Issue # 12023
Insights from Hip Registries: the Continued Rise of Ceramic in Clinical Use
Director Medical and Scientific Affairs
CeramTec GmbH, Germany
In medicine, staying informed about trends and advancements is not just an obligation, but a necessity to ensure the highest standard of patient care. In this new edition of CeraNews, we explore insights from the seven most utilized registries worldwide.
This comprehensive review offers a international view of current usage and developments in hip replacement with a special focus on bearings, highlighting fixation techniques, material used and new trends. This analysis aims to reflect the clinical outcomes and the clinical practice of hospitals with one unique goal: understanding how the choice of bearings may impact patient outcomes.
While RCTs are invaluable in clinical research, it is undeniable that registries have become an established source of evidence for HCPs. Real-world data compiled by registries year after year provide comprehensive insights into implant performance and patient outcomes.
Comparing the multitude and heterogeneity of registry data is complex. Nevertheless, the real-world data speaks for itself. The registries annual reports covering arthroplasty year 2021 still reflect the effects of the pandemic. Aside from these effects, for the first time the usage of ceramic femoral heads exceeded that of metal femoral heads in the England, Wales, Northern Ireland, the Isle of Man and Guernsey, and cumulative data from the USA reported usage at 76.3%, a rise of 3% from 2020. Correspondingly the use of metal femoral heads has once again declined. The seven selected registries are defined as the most relevant due to the number of procedures recorded annually and/or the quality of the data collected and analysed.
Registry dataset analyses summarized in the annual reports reflect year on year the increasingly better outcomes of ceramic bearings compared to metal bearings. Revision rates have remained consistently low, or equivalent to those of other bearings with all fixation options up to fifteen years. Good results were also noted in England, Wales, Northern Ireland, the Isle of Man and Guernsey with Ceramic-on-Ceramic and Ceramic-on-Poly bearings in younger patients.
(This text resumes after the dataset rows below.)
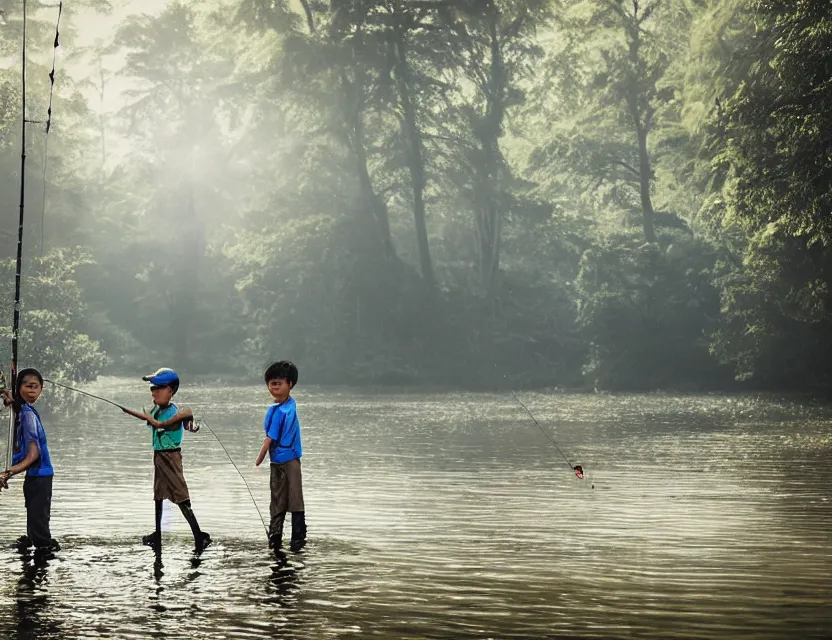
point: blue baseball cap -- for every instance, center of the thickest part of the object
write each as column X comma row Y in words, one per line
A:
column 163, row 378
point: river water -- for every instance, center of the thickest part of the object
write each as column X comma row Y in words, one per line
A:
column 441, row 515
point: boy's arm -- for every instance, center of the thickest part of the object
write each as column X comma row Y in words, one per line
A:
column 172, row 424
column 32, row 450
column 137, row 414
column 263, row 451
column 32, row 454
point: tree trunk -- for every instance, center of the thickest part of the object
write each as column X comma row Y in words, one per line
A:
column 641, row 123
column 415, row 158
column 372, row 203
column 490, row 216
column 645, row 174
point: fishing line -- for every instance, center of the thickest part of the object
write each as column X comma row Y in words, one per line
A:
column 578, row 469
column 91, row 395
column 199, row 422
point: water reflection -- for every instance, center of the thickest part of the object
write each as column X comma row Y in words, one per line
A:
column 34, row 619
column 450, row 516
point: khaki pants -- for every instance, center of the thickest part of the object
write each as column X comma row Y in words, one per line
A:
column 287, row 493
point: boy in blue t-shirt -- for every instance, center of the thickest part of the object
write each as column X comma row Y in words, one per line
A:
column 31, row 454
column 167, row 423
column 283, row 445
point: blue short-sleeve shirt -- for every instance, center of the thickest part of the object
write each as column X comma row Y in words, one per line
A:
column 30, row 429
column 283, row 427
column 165, row 440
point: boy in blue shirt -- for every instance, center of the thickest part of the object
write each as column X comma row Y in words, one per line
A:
column 167, row 423
column 31, row 454
column 283, row 445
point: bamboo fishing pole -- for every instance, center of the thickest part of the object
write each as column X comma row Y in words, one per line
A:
column 19, row 263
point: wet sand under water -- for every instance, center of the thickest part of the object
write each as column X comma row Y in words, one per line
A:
column 442, row 515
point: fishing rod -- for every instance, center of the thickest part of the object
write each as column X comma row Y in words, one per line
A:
column 19, row 260
column 197, row 423
column 19, row 263
column 578, row 469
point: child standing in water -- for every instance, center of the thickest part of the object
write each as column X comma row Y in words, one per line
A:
column 283, row 445
column 167, row 423
column 31, row 454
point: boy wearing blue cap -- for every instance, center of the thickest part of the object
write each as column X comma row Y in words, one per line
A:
column 167, row 423
column 283, row 446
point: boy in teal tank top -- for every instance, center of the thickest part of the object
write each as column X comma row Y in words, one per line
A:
column 167, row 423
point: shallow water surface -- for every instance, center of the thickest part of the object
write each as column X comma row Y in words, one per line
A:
column 441, row 515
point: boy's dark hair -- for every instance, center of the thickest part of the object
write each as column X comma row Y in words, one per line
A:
column 18, row 382
column 282, row 370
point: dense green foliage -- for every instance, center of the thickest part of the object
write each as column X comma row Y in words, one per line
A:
column 626, row 194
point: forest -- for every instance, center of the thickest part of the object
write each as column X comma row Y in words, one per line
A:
column 598, row 194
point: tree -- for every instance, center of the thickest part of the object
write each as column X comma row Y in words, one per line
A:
column 777, row 308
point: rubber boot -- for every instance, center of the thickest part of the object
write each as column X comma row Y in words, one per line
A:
column 298, row 531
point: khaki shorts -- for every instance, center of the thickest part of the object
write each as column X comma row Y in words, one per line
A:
column 286, row 487
column 168, row 477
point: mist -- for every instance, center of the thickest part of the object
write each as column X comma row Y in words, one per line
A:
column 592, row 195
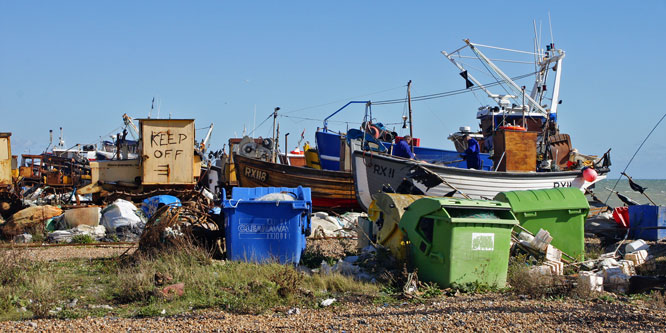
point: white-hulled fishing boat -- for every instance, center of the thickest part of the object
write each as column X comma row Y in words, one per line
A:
column 374, row 173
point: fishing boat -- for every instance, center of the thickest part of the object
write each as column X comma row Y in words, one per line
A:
column 374, row 173
column 520, row 133
column 332, row 146
column 331, row 190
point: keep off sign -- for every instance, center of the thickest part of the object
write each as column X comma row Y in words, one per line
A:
column 168, row 151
Regardless of the fixation method, the New Zealand Joint Registry highlights lower revision rates for Ceramic-on-Ceramic than both Ceramic-on-Poly and Metal-on-Poly.
Clinical outcomes for Ceramic-on-Ceramic resurfacing are increasingly available due to the growing number of procedures. 298 Ceramic-on-Ceramic resurfacing procedures alone were recorded in Australia. The significantly better outcomes for Ceramic-on-Ceramic compared to Metal-on-Metal in the short-term are positive signs for future success. A cumulative revision rate of 0.3 (0.0, 2.5) is reported at one year, which is significantly lower than that for Metal-on-Metal resurfacing combinations.
While the use of dual mobility bearings continues to steadily increase internationally, currently the NJR is the only registry reporting the use of ceramic heads in dual mobility constructs. In 2021 almost one-third of the total dual mobility constructs implanted had a ceramic femoral head.
With excellent survival rates, hip replacement remains without any doubt the “operation of the century”*. Still some challenges remain, though. Let’s continue to learn, to advance together and to offer patients the best possible outcomes. Arthroplasty registries have proven to be effective in advancing these objectives for patient safety. A harmonization of registries could possibly expand the pool of real-data, enabling a comprehensive analysis of implants globally.
Dr. Alessandro Alan Porporati
* Learmonth ID, Young C, Rorabeck C. The operation of the century: total hip replacement. Lancet. 2007;370(9597):1508-1519. doi:10.1016/ S0140-6736(07)60457-7.